Elephants in the room
Even though everyone is now talking about LLMs, the truth is that OpenAI is still leading the hype. As is fashionable with important tech entrepreneurs, Sam Altman went on a world tour to speak about the dangers of the technology they created and how "this is only the beginning". Google and Facebook initially claimed their reputation would be too much at stake with such a technology, that no one really had any moat and that the technology wasn't even that impressive. That did not prevent them or other companies and collaborative projects from frantically building and releasing LLMs of their own. Leaderboards recently sprang up to keep track of which models are the best, with the GPT family still taking up the top slots. For companies to use LLMs, it still requires the careful consideration of whether to go with OpenAI for an immediate edge, or invest in new models and infrastructure to future-proof themselves and hedge against potential monopolies.
Despite their initial dazzle, LLMs remain a somewhat cumbersome technology for a few reasons. Many new features and products being developed are centered around LLMs, but that does not prevent them from introducing new problems like hallucinations, or being difficult to test, and are still costly to use at a large scale and relatively slow. Methods like distillation and lower floating-point accuracy will prove even more important in the future to enable widespread usage. Even promising improvements and techniques for improving LLM outputs work against easy adoption. For instance many tricks like reflexion and chain-of-thought prompting simply add to the number of calls and number of tokens sent, resulting in greater costs and greater latency. LLMs are a bit like propulsion engines: you can probably build something impressive with them but you still need a reasonable plan and expertise to accomplish it. To continue the analogy, everyone is still figuring out those nails that warrant a propulsion engine-powered hammer.

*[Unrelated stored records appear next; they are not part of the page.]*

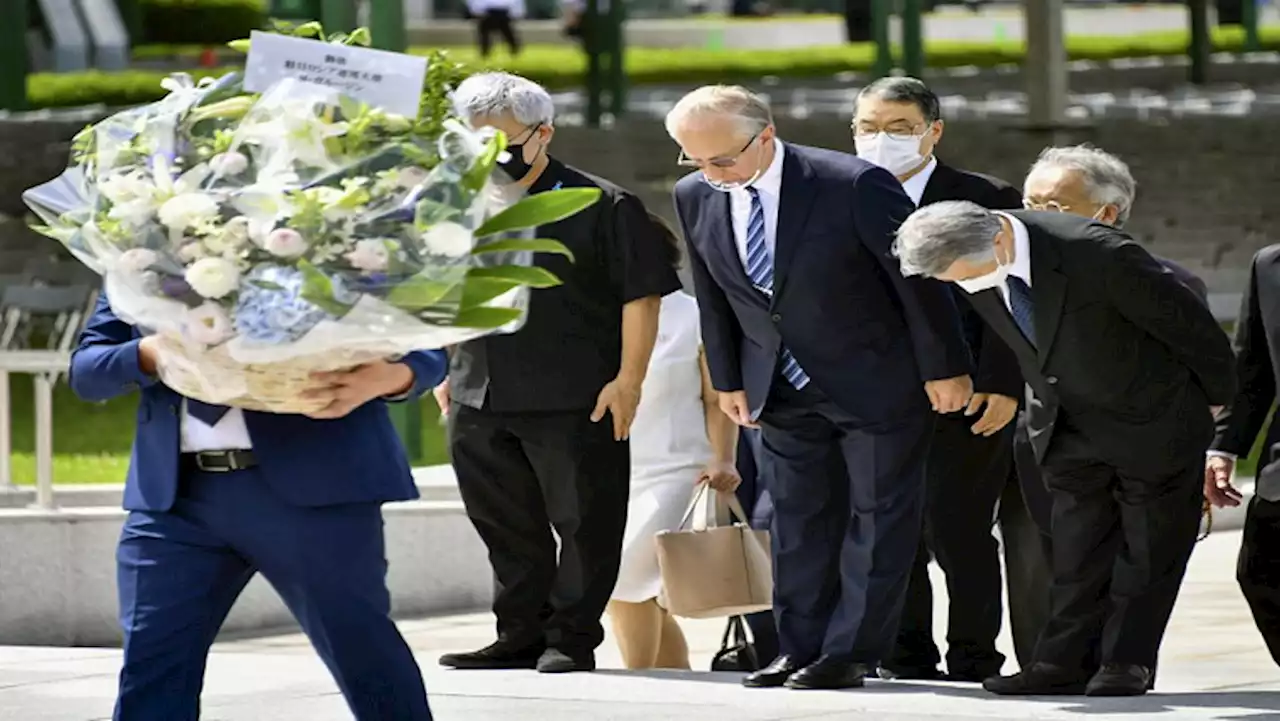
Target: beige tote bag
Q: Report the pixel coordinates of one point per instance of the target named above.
(714, 571)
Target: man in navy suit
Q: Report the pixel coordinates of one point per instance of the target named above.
(218, 494)
(809, 328)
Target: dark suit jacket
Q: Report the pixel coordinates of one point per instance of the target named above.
(1257, 361)
(1127, 355)
(996, 363)
(865, 336)
(307, 462)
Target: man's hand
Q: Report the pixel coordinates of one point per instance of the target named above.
(949, 395)
(721, 477)
(620, 398)
(344, 391)
(1000, 411)
(1217, 482)
(735, 406)
(442, 397)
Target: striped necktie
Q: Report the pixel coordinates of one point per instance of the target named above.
(759, 270)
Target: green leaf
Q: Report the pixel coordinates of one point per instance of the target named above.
(318, 290)
(487, 318)
(480, 170)
(417, 293)
(480, 290)
(540, 209)
(533, 277)
(517, 245)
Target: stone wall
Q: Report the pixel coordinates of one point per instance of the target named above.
(1208, 186)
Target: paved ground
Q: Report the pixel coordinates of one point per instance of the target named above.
(1214, 667)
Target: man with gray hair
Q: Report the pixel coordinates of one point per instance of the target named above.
(1129, 368)
(812, 334)
(539, 420)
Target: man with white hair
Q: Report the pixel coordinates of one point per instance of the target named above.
(1129, 368)
(529, 434)
(812, 333)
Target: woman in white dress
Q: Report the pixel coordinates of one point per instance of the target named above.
(679, 438)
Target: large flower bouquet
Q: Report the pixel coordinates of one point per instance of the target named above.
(266, 236)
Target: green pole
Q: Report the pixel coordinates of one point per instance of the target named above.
(617, 62)
(913, 37)
(883, 63)
(593, 45)
(13, 59)
(338, 16)
(1251, 26)
(387, 24)
(1201, 45)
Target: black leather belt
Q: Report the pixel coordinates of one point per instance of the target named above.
(220, 461)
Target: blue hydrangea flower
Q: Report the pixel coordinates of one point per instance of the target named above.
(270, 307)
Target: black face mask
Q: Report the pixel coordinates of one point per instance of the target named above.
(516, 167)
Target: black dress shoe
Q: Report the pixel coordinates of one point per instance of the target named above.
(556, 661)
(772, 675)
(830, 674)
(1120, 679)
(894, 672)
(494, 656)
(1040, 679)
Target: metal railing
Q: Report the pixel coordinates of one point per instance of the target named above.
(45, 366)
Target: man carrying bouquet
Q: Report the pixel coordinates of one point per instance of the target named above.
(539, 419)
(218, 494)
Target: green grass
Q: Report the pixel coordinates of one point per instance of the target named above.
(563, 65)
(91, 441)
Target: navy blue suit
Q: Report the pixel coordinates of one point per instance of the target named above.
(868, 340)
(307, 518)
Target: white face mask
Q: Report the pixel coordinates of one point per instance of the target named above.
(993, 279)
(896, 155)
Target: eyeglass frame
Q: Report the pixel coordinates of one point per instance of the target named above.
(722, 163)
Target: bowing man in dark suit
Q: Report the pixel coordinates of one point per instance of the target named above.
(810, 329)
(1128, 365)
(1257, 347)
(218, 494)
(897, 124)
(1092, 183)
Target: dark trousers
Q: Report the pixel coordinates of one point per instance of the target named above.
(1120, 548)
(842, 543)
(1028, 575)
(496, 22)
(1258, 570)
(965, 475)
(181, 571)
(521, 475)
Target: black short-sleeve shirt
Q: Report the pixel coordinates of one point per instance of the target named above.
(571, 343)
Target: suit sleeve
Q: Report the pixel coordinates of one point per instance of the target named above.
(722, 336)
(1155, 300)
(105, 360)
(880, 206)
(1243, 419)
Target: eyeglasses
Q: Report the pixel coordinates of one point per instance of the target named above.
(1046, 205)
(723, 162)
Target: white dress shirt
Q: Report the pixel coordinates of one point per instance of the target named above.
(914, 186)
(769, 188)
(228, 434)
(1022, 256)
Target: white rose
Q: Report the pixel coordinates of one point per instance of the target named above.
(208, 324)
(369, 255)
(448, 238)
(229, 163)
(136, 260)
(286, 242)
(213, 277)
(186, 210)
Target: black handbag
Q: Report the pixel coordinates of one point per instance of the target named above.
(737, 652)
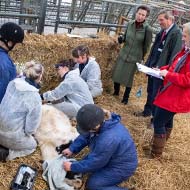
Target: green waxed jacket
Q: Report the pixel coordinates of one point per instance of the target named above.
(137, 44)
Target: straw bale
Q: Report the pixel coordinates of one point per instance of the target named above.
(172, 172)
(50, 49)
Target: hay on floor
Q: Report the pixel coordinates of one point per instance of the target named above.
(170, 173)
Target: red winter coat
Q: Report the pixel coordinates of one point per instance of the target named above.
(176, 98)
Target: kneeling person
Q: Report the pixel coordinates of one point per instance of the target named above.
(72, 93)
(112, 158)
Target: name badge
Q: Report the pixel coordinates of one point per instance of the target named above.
(160, 50)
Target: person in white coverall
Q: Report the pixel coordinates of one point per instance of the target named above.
(20, 114)
(89, 69)
(72, 93)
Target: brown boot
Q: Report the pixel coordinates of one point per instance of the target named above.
(168, 133)
(159, 142)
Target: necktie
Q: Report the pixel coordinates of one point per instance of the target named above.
(163, 35)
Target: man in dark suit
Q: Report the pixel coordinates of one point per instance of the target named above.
(167, 43)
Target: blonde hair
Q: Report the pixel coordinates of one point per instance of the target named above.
(167, 14)
(33, 70)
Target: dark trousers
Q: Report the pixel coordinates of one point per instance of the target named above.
(126, 93)
(162, 119)
(154, 84)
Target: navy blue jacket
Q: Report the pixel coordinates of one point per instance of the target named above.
(7, 71)
(112, 148)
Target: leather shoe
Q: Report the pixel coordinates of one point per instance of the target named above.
(142, 114)
(4, 152)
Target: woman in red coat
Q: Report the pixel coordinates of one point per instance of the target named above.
(174, 96)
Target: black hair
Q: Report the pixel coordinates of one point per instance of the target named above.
(144, 7)
(80, 51)
(66, 63)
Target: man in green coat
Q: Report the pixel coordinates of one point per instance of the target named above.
(167, 43)
(137, 40)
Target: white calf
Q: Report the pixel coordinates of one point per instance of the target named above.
(55, 129)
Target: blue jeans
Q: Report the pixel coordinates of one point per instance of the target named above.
(162, 119)
(106, 180)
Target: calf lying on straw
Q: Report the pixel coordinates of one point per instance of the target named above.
(55, 130)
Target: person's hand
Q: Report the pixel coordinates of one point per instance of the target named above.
(163, 73)
(120, 39)
(67, 166)
(44, 101)
(156, 69)
(67, 152)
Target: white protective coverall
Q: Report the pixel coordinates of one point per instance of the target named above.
(20, 115)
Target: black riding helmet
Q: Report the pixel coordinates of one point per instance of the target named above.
(11, 32)
(88, 117)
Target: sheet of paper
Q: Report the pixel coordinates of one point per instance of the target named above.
(148, 71)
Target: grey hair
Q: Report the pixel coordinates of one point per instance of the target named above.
(33, 70)
(187, 26)
(167, 14)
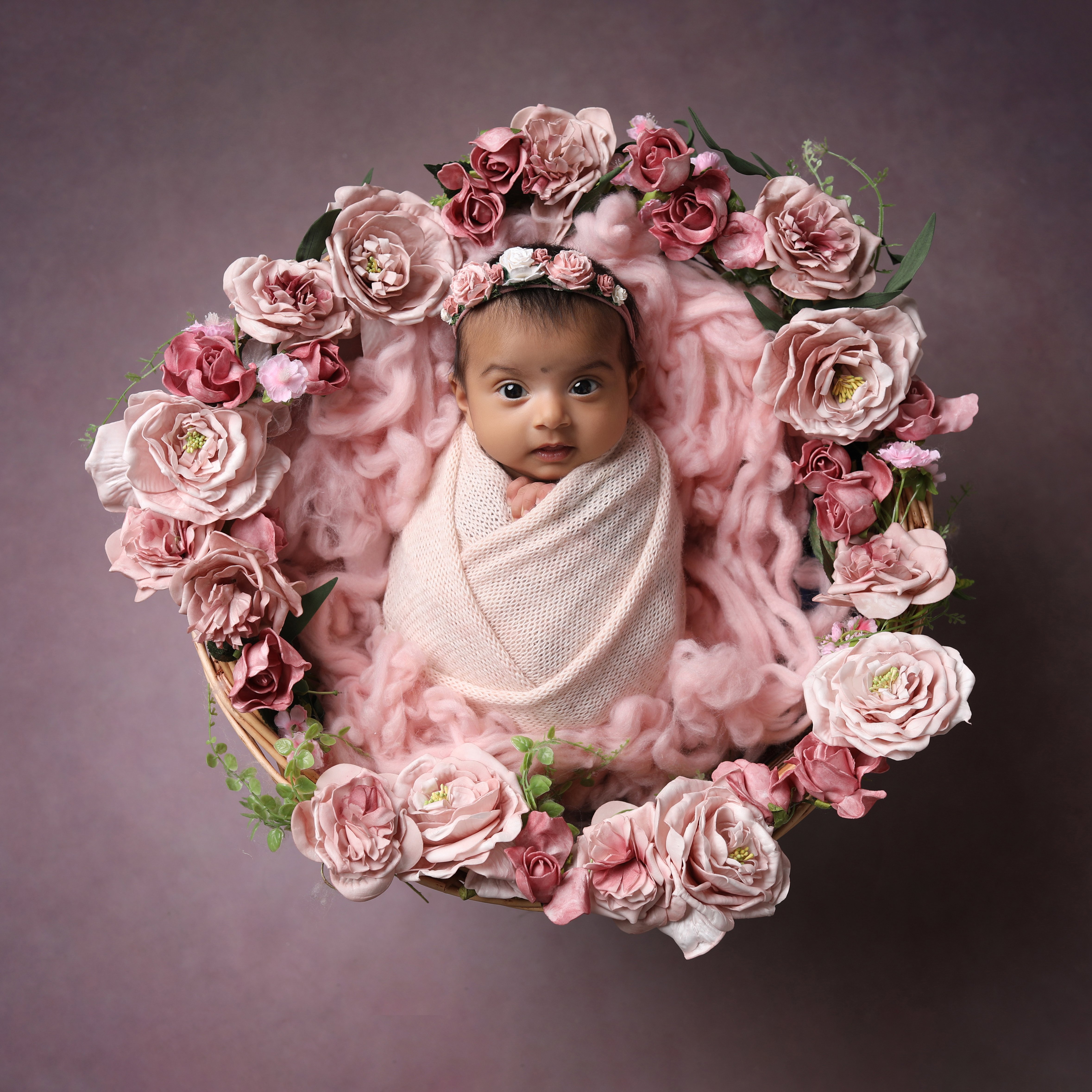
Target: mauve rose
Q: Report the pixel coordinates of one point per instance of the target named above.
(280, 300)
(151, 549)
(888, 695)
(833, 775)
(475, 211)
(500, 157)
(326, 371)
(205, 367)
(891, 573)
(846, 507)
(232, 591)
(819, 252)
(841, 375)
(186, 460)
(567, 155)
(354, 827)
(465, 805)
(390, 256)
(266, 673)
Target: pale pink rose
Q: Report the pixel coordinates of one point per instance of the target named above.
(280, 300)
(567, 155)
(358, 830)
(841, 375)
(466, 806)
(500, 157)
(891, 573)
(570, 269)
(888, 695)
(266, 673)
(151, 549)
(390, 256)
(819, 252)
(232, 591)
(186, 460)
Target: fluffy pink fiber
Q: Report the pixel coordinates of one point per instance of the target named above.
(365, 458)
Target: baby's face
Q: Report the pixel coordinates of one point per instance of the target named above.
(543, 402)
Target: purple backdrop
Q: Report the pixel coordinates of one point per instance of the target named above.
(149, 945)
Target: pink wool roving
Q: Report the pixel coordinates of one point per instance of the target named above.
(364, 457)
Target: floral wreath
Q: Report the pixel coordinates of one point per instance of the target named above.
(193, 469)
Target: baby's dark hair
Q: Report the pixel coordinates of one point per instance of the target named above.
(546, 309)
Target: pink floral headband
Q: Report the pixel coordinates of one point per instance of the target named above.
(521, 268)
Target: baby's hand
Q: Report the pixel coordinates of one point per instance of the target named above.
(523, 495)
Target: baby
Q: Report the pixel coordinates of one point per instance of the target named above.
(541, 576)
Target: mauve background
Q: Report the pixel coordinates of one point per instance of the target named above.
(940, 944)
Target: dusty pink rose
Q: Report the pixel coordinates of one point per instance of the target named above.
(205, 367)
(465, 805)
(846, 507)
(233, 591)
(660, 160)
(888, 695)
(475, 211)
(819, 252)
(151, 549)
(833, 775)
(891, 573)
(390, 256)
(186, 460)
(567, 155)
(266, 673)
(326, 371)
(570, 269)
(841, 375)
(358, 830)
(280, 301)
(500, 157)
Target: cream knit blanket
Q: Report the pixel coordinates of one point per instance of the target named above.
(553, 617)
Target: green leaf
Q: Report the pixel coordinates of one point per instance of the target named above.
(294, 624)
(315, 241)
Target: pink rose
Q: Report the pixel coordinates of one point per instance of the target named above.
(466, 806)
(232, 591)
(500, 157)
(266, 673)
(922, 414)
(186, 460)
(390, 256)
(475, 211)
(151, 549)
(326, 371)
(538, 856)
(278, 301)
(819, 252)
(567, 155)
(570, 269)
(660, 160)
(354, 827)
(888, 695)
(206, 368)
(833, 775)
(891, 573)
(841, 375)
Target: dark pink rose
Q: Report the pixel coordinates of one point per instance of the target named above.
(207, 368)
(326, 371)
(500, 157)
(821, 463)
(846, 508)
(475, 211)
(539, 854)
(833, 775)
(266, 673)
(660, 160)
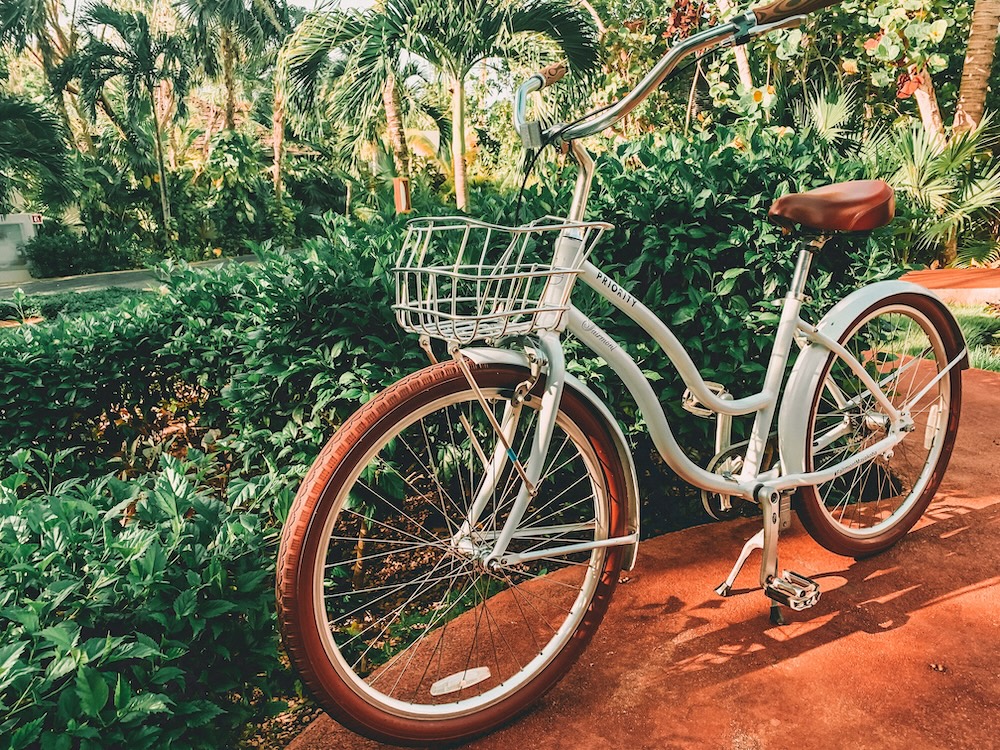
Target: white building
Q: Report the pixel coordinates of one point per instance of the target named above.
(15, 230)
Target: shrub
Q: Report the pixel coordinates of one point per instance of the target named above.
(51, 306)
(56, 251)
(133, 613)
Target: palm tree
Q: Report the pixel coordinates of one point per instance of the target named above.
(141, 60)
(229, 31)
(32, 152)
(978, 61)
(456, 35)
(453, 36)
(361, 51)
(957, 186)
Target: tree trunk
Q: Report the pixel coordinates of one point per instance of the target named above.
(278, 137)
(978, 61)
(158, 141)
(458, 141)
(930, 113)
(228, 77)
(743, 66)
(394, 122)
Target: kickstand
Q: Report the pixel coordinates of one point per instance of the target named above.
(753, 544)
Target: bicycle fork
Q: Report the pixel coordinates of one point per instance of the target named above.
(529, 470)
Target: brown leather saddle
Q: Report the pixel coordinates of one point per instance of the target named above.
(858, 206)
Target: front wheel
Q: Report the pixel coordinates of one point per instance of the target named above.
(388, 609)
(905, 342)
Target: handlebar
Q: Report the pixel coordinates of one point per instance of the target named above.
(779, 14)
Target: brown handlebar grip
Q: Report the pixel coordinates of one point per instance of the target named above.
(779, 10)
(553, 73)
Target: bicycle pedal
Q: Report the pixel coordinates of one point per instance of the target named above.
(691, 404)
(793, 590)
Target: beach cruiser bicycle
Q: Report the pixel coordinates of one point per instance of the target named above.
(456, 544)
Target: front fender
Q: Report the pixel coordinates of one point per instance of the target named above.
(793, 418)
(484, 355)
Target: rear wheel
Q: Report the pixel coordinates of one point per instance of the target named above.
(386, 606)
(904, 342)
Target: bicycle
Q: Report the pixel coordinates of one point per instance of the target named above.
(456, 544)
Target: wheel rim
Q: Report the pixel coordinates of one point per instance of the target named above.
(453, 637)
(901, 349)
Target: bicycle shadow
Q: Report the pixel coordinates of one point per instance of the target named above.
(952, 554)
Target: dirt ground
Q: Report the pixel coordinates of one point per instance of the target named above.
(902, 650)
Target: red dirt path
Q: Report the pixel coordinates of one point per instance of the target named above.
(963, 286)
(902, 651)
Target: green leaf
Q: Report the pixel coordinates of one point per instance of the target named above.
(92, 691)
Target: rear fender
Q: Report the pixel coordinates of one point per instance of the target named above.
(796, 402)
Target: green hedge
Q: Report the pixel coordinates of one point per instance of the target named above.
(132, 613)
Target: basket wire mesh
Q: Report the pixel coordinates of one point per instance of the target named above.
(462, 280)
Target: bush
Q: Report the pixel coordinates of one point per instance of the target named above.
(51, 306)
(132, 613)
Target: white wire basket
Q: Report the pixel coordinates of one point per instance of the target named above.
(462, 280)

The push for widespread integration of these new models creates a tension against practical considerations and usefulness depending on the situation. Combine dead internet conspiracy theories, proliferation of bots and fake accounts, 'fake news,' and ever more eloquent spam emails, and we are faced with a complex landscape of information credibility. Add AI fear mongering and decreasing attention spans to the mix, and it's not obvious that everyone will readily accept being fed AI-generated text in any context, or welcome natural language interfaces for any task. If anything we may begin to ignore anything written in ChatGPT's general neutral and arid tone, unless we specifically queried it directly.
Parting thoughts
We are still far from seeing the full impact of LLMs despite their almost vertical trajectory in popularity and buzz. Though some of Sam Altman's claims may be a bit sensationalist and marketing driven, his claims that the future holds even more promise remain true as the market adjusts to this new technology. What will drive innovation may not necessarily be the current or next generation of GPT models, but smaller, more specialized, and open-sourced models which the collective AI community can tweak and tailor for their specific use cases. Altman even says people are overly focused on the number of parameters, and recent research suggests that higher data quality can produce LLMs that are both useful and much smaller. As LLMs become more and more commoditized their use will become more transparent, and we may not even notice their presence as much. Sensible use of machine learning often involves picking the simplest model for more scalable and simpler tasks; or to avoid using a bazooka to kill a fly as they say.